Naturalmente attendiamo che @GiorgiaMeloni chiarisca questa storia. Sua madre stava abortendo clandestinamente e non è andata come racconta nel libro o non ha mai pensato di abortire?
La senatrice Isabella Rauti, responsabile del Dipartimento Pari Opportunità, Famiglia e Valori non negoziabili di FDI: ‘Ennesima squallida polemica della sinistra nei confronti di Giorgia Meloni, che nel suo libro ha ricordato come sua madre, ritrovatasi incinta di lei ma sola, senza un lavoro e disperata si fosse decisa ad interrompere questa gravidanza. Una decisione che però poco dopo rivide, scegliendo la vita’.
Selvaggia Lucarelli piuttosto che esaltare questa storia di vita e di puro amore, non ha trovato niente di meglio via Facebook che polemizzare parlando di una notizia falsa, di una storia strappalacrime ed insinuando il dubbio di un possibile reato visto che, secondo lei, nel 1976 in Italia l’aborto era reato. Niente di più falso dato che è dal febbraio del 1975 che l’aborto non è più un reato. Infatti, la Corte Costituzionale, con la Sentenza 27/1975, aveva espressamente sancito che non potessero andare incontro a conseguenze penali coloro che procuravano l’aborto e le donne che vi consentivano. La sentenza tutelava non solo la salute fisica ma anche quella psichica, ben oltre lo stato di necessità. La consulta infatti dichiarava parzialmente incostituzionale l’art. 546 c.p., nella parte in cui puniva chi cagionava l’aborto di donna consenziente anche qualora fosse stata accertata la pericolosità della gravidanza per il benessere fisico o per l’equilibrio psichico della gestante. Dopo questa sentenza che depenalizza l’aborto e lo rende una pratica legale, che non poteva portare dunque più ad alcuna conseguenza sanzionatoria, arriva la legge 194 del 1978, che regolamenta l’interruzione di gravidanza, ne disciplina i contorni e riempie il vuoto normativo che con la sentenza del 1975 nell’ordinamento si era venuto a creare. Non era reato, non lo era più da tempo.

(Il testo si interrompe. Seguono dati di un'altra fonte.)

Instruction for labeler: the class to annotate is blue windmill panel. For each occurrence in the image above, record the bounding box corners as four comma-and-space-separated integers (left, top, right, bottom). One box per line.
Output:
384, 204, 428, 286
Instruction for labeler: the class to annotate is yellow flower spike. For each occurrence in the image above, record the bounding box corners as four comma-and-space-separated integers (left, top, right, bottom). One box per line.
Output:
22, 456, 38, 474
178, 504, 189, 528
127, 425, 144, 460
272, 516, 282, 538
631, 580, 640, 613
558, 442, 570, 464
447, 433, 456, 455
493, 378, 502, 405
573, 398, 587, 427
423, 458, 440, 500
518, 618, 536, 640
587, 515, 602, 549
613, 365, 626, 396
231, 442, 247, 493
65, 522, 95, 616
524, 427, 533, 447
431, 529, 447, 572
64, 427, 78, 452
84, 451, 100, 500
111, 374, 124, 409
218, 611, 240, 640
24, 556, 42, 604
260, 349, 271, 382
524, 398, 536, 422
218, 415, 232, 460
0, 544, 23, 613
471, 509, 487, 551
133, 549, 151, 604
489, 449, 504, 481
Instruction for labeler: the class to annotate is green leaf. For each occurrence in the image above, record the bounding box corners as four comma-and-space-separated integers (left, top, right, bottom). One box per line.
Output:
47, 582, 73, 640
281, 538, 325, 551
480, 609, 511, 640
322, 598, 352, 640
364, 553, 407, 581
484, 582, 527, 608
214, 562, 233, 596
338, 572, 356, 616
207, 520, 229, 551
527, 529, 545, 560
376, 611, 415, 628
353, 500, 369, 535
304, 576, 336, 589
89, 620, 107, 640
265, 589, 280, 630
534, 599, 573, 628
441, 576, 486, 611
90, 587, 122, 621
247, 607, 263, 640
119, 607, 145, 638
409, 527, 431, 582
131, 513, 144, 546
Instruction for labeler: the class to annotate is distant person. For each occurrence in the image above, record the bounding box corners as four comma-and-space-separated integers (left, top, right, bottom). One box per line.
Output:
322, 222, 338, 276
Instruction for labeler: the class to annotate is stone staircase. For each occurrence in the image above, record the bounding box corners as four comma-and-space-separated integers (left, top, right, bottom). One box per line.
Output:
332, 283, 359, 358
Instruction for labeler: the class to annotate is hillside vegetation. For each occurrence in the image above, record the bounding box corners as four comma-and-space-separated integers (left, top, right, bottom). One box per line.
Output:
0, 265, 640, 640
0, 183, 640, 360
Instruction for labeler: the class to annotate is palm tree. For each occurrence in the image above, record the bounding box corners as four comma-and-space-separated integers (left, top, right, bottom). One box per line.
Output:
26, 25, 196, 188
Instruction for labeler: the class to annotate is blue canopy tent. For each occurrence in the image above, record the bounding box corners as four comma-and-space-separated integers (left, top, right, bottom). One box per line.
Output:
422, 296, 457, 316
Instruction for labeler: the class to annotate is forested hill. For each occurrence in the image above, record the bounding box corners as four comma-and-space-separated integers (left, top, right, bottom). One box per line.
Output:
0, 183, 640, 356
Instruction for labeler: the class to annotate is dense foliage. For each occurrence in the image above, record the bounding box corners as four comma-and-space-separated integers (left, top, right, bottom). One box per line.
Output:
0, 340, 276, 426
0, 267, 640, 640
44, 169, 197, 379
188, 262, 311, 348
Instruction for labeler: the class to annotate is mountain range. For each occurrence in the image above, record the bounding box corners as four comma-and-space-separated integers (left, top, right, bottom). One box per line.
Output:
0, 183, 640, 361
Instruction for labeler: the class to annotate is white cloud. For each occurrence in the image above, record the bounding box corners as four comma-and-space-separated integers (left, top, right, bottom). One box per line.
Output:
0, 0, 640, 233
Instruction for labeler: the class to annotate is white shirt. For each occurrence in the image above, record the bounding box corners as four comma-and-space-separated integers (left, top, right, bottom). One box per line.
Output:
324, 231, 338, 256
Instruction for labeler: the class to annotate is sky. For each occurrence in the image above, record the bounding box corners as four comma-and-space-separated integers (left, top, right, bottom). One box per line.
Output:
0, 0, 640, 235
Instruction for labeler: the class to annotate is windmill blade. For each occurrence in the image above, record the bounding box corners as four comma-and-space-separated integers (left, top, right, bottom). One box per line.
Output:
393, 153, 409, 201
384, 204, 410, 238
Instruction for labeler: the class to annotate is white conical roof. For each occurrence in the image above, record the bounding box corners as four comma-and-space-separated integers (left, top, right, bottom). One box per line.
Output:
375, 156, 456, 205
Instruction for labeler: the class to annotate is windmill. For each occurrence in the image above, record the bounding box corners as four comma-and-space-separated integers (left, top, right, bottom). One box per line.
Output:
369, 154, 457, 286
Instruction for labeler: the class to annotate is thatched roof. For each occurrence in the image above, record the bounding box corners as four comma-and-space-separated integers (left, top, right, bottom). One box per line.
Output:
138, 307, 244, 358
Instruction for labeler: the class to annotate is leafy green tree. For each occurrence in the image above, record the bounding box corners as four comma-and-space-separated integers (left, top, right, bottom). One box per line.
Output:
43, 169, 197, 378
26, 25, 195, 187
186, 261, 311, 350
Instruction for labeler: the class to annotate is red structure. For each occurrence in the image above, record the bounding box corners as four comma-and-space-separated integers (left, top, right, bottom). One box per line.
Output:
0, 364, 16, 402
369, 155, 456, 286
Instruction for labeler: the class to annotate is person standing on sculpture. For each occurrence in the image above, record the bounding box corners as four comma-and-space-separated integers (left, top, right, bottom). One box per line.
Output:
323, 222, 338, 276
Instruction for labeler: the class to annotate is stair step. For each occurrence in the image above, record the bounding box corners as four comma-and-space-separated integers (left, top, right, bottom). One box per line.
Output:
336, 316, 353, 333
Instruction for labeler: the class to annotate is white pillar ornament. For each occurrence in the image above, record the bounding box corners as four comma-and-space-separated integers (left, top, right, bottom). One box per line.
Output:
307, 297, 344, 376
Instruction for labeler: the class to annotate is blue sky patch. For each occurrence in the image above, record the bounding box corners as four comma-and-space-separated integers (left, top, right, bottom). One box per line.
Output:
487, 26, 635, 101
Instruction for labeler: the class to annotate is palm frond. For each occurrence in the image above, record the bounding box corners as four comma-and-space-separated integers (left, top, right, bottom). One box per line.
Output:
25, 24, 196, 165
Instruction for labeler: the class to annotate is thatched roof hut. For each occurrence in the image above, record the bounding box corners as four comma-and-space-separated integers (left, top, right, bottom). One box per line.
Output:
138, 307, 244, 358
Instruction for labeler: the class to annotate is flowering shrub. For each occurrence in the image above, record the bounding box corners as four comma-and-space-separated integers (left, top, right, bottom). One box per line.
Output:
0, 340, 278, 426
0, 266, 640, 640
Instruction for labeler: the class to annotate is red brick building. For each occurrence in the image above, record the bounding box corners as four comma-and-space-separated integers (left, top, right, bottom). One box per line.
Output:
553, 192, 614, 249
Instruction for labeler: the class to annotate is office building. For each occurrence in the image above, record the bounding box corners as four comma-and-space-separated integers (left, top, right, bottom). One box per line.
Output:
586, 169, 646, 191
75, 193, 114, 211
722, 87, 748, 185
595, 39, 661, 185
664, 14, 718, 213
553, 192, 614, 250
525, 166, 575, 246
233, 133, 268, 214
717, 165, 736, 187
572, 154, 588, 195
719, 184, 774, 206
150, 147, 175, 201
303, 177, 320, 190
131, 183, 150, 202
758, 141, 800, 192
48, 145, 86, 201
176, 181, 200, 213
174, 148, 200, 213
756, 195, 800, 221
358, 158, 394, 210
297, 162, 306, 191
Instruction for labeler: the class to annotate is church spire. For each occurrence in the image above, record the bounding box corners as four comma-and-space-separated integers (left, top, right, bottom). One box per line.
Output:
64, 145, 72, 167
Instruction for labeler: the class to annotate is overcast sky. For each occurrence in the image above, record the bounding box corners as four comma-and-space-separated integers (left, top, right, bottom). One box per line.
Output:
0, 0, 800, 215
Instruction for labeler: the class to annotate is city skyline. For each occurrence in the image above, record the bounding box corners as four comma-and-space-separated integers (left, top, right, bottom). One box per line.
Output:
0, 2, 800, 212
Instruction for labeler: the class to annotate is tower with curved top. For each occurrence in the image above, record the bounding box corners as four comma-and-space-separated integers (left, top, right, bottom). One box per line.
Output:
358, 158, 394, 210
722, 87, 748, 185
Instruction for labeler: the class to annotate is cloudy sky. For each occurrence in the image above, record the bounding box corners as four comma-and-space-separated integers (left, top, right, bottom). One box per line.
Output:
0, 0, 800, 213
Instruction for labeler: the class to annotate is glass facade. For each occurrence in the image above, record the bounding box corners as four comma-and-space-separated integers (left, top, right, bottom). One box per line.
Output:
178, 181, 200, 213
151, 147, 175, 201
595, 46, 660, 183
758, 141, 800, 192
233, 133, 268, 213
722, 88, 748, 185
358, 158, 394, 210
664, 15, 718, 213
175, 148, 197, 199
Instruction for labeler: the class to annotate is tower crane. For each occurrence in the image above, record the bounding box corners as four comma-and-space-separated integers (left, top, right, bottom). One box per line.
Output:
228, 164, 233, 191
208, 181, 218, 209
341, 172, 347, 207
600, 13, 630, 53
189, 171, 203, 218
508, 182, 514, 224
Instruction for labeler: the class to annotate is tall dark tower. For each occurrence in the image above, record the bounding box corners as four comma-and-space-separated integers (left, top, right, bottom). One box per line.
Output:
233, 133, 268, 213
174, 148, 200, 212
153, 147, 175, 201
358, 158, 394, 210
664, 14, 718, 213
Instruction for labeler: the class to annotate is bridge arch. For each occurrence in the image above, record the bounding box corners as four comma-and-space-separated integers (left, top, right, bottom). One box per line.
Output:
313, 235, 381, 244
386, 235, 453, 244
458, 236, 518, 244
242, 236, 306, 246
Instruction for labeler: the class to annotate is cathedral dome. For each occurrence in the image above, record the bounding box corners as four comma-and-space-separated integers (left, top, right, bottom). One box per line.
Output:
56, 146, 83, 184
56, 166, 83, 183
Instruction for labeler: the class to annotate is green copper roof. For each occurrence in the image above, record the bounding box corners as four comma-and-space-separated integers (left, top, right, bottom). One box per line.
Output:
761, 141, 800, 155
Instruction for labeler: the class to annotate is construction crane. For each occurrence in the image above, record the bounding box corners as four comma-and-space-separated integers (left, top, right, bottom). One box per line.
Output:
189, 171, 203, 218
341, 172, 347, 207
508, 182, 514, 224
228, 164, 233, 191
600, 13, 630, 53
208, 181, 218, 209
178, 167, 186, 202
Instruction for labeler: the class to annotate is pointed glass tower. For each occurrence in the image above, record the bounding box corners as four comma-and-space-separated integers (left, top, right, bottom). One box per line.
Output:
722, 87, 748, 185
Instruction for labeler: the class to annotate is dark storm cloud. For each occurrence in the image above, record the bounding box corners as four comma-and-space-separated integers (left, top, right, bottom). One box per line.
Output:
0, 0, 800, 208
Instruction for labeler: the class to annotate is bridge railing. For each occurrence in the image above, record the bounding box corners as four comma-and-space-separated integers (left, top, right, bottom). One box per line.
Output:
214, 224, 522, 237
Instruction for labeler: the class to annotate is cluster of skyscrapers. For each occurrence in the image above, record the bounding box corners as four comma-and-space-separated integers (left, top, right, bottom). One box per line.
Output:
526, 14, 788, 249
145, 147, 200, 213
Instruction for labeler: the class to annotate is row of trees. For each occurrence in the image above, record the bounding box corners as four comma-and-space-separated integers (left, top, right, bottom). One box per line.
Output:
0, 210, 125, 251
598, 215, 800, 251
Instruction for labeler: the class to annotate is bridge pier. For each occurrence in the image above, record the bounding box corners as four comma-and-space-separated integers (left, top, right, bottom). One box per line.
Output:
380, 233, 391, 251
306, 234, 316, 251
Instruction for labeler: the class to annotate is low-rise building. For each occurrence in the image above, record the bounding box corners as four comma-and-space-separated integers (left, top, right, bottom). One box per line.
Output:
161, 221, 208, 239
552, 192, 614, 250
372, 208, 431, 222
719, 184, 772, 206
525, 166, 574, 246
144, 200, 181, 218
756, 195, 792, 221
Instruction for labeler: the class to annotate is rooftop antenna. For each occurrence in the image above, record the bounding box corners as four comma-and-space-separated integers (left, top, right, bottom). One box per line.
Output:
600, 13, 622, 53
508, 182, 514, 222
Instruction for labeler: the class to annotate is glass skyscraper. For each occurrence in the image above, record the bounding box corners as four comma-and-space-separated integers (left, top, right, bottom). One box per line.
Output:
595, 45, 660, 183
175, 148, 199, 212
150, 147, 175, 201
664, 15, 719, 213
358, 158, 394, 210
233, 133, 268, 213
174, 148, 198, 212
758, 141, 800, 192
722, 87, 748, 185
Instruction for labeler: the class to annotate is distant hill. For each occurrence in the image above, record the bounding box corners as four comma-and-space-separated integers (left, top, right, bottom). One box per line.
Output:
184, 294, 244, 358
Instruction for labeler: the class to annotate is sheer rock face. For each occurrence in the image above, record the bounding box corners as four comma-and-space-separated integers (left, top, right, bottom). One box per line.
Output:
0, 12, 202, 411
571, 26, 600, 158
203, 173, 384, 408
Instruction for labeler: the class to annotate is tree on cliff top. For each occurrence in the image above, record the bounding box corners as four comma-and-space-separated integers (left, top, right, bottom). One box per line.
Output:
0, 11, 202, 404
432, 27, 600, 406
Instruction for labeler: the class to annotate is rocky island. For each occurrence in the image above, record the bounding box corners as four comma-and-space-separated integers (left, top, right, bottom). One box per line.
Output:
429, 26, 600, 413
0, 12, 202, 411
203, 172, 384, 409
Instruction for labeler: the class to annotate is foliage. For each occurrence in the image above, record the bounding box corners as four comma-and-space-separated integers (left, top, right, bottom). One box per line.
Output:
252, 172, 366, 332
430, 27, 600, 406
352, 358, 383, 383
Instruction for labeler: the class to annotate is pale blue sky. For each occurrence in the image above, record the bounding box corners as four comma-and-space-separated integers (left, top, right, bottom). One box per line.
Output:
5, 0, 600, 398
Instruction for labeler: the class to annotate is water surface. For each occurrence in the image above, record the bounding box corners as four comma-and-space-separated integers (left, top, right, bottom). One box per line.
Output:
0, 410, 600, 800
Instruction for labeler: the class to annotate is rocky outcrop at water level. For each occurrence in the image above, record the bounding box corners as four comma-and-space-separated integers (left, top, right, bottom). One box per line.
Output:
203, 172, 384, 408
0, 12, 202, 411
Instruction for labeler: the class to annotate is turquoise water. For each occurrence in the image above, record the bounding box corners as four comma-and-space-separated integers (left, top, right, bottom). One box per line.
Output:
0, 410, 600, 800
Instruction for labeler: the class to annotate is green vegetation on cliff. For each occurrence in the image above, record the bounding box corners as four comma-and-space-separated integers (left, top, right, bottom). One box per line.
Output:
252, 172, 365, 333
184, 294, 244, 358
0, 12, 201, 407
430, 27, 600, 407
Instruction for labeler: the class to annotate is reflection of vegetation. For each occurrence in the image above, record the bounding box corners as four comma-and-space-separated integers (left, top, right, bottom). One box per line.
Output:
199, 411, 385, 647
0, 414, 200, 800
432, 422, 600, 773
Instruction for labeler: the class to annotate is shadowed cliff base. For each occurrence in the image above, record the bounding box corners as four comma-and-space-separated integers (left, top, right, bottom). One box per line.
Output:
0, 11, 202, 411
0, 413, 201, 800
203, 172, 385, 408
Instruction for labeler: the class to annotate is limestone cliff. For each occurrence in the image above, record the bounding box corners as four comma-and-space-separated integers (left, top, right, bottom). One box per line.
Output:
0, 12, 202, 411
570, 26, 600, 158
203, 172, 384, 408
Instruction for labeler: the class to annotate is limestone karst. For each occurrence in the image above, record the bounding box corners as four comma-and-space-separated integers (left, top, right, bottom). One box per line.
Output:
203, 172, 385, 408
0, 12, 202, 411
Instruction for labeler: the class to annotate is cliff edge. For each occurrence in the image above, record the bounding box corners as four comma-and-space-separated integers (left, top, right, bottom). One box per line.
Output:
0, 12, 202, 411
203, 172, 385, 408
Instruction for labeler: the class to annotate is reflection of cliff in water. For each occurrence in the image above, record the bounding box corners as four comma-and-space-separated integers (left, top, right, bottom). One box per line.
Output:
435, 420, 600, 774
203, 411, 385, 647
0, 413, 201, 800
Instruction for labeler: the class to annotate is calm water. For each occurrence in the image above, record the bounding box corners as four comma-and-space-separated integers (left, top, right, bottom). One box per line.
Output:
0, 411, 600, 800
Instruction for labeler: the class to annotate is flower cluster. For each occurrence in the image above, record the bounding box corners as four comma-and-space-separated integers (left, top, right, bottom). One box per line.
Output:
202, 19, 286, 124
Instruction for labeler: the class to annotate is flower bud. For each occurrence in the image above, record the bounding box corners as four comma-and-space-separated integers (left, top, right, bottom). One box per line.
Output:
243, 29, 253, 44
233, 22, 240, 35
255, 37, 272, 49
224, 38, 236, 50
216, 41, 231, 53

Un’interpretazione che viene diffusa anche da Sara Kelany, avvocata iscritta a Fratelli d’Italia.
‘E dopo questa sentenza, che depenalizzava l’aborto e lo rendeva una pratica legale, arriva la legge 194 del 1978 che regolamenta l’interruzione di gravidanza disciplinandone i contorni e riempiendo il vuoto normativo creato con la sentenza del 1975’, aggiunge Rauti.
‘Insomma, non era reato e non lo era più da tempo. L’ennesima falsità da parte di chi ogni giorno si riempie la bocca a parole di tutela dei diritti delle donne, ma poi alla prova dei fatti non perde occasione per alimentare squallide speculazioni soltanto al fine di ottenere qualche like e un briciolo di notorietà’.
L’avvocato Kelany commenta la polemica sollevata dalla giornalista definendola ‘una cosa miserevole’. Ancora una volta – scrive – pur di rovistare nel torbido consenso del web come un accattone nei cassonetti, si è speculato sui sentimenti più profondi, spettegolando come volgari viperette di rione su fatti che hanno oggettivamente una poderosa portata emotiva per chi li vive e ne scrive’.